Il Principe del Kansas era nella sala del trono, immerso nella lettura. Il disco che occupava la parete orientale della stanza emanava durante il giorno una fredda luce argentea diseguale, come di luna domestica; soltanto di notte splendeva di caldo tepore di luce. Davanti ad esso si ergeva il trono, di lucido legno marmorizzato proveniente dal deserto del sud; Falk aveva visto il Principe seduto sul trono solo la notte del suo arrivo. Sedeva ora su una delle sedie accanto al telaio crea-forme, e alle sue spalle le alte finestre di dieci metri volte a occidente erano prive di tende. Là, in lontananza, si ergevano le scure montagne dalla cima di ghiaccio.

Il Principe sollevò il viso tagliente e ascoltò ciò che Falk aveva da dire. Invece di rispondere, indicò il libro che stava leggendo, non uno di quei rotoli a rilievo stupendamente decorati della sua mirabile libreria, ma un libriccino scritto a mano, rilegato con semplicità. — Conosci questo Canone?

Falk gettò uno sguardo dove gli veniva indicato e lesse il versetto:

Quel che gli uomini temono

deve essere temuto

O desolazione!

Non ha ancora

non ancora raggiunto il limite!

— Lo conosco, Principe! Ho intrapreso questo viaggio portandone una copia nel bagaglio. Ma nella tua copia non riesco a leggere la pagina a sinistra.

— Sono i simboli in cui venne scritto originariamente, cinque o seimila anni fa: la lingua dell'Imperatore Giallo, un mio antenato. Il tuo l'hai perso per strada? Tieni questo, allora. Ma immagino che perderai anche questo; nel cercare la Strada, la strada si smarrisce. O desolazione! Perché dici sempre il vero, Opale?

— Non lo so bene. — E infatti, benché poco per volta fosse giunto alla determinazione di non mentire mai, a chiunque parlasse e per quanto improbabile sembrasse la verità, non sapeva perché fosse arrivato a questa decisione. — Usare le armi del nemico… significa stare al suo gioco…

— Oh, l'hanno vinto da tempo… Così te ne vai? Parti, dunque; è giunto il momento, infatti. Ma terrò qui la tua compagna per un po'.

— Le ho promesso che l'avrei aiutata a trovare i suoi, Principe.

— I suoi? — Rivolse verso di lui un viso duro, ombroso. — Per quale motivo la porti con te?

— È una Vagabonda.

— E io sono una noce verde, tu sei un pesce, quei monti laggiù son fatti di montone arrosto! Fa' pure a modo tuo. Di' la verità, cerca la verità. Avviandoti a ovest raccogli i frutti del mio orto fiorito, Opale, e bevi il latte dei mie mille pozzi all'ombra di felci gigantesche. Non governo forse un regno piacevole? A ovest nel buio troverai miraggi e polvere. È desiderio o lealtà che ti lega a lei?

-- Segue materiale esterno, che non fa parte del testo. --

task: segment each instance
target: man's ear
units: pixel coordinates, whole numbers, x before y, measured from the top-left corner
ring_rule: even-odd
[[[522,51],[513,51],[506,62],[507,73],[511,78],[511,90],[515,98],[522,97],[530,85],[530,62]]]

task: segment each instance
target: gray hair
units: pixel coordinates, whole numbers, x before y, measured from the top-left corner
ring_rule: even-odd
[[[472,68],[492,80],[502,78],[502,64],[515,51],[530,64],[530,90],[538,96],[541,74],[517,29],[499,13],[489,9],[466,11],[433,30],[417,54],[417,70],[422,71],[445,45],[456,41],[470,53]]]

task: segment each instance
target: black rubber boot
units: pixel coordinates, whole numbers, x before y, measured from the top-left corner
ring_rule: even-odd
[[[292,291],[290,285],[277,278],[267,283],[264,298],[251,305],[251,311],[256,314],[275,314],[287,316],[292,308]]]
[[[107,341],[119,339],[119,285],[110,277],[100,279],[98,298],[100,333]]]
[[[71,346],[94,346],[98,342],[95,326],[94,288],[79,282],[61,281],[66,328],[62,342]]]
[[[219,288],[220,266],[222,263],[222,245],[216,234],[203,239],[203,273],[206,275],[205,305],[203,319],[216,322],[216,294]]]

— Abbiamo percorso un lungo cammino assieme.

— Non fidarti di lei!

— Mi ha dato aiuto, mi ha fatto sperare; siamo compagni. C'è fiducia tra noi; come posso romperla?

— Oh pazzo! Oh desolazione! — disse il Principe del Kansas. — Ti darò dieci donne che ti accompagnino al Luogo della Menzogna, con flauti e tamburi, con pillole contraccettive. Ti darò cinque buoni amici forniti di petardi. Ti darò un cane, davvero, te lo do, un cane vivo e vegeto di quelle razze estinte, perché ti sia compagno. Sai perché di cani non ne è rimasto uno? Perché erano leali, perché erano fedeli. Vai solo, uomo!